Introducing Agent Kit: Storage Workflows for AI Agents
@tigrisdata/agent-kit
is a new TypeScript SDK for the storage workflows AI agents actually need. Four
primitives — forks, workspaces, checkpoints, coordination — each with a
teardown that cleans up credentials and storage. No dangling keys, no
half-provisioned state.
Tigris already gives you the primitives: buckets, scoped access keys, snapshots, object notifications. Agent Kit composes them into the four workflows that every agent system ends up rebuilding from scratch.

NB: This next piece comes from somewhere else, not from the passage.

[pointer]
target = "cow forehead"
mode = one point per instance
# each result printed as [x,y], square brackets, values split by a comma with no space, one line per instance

The gap between object storage and agent workflows
Object storage is low-level on purpose. A bucket is a namespace for keys. Put an object, get an object, list keys under a prefix. That surface is the right level when you're building a CDN or a backup system. It's the wrong level when you're building agents, where the requests sound like:
- "Give me a writable copy of the training set. If the agent messes it up, throw it away."
- "Spin up a scratch bucket I can write into. Delete it in 24 hours."
- "Mark the state of this bucket right now so I can come back to it."
- "When someone else finishes writing to
stage-1/, wake me up."
Each is three to five API calls against @tigrisdata/storage and
@tigrisdata/iam. For fifty parallel agents, that's a lot of code to get right.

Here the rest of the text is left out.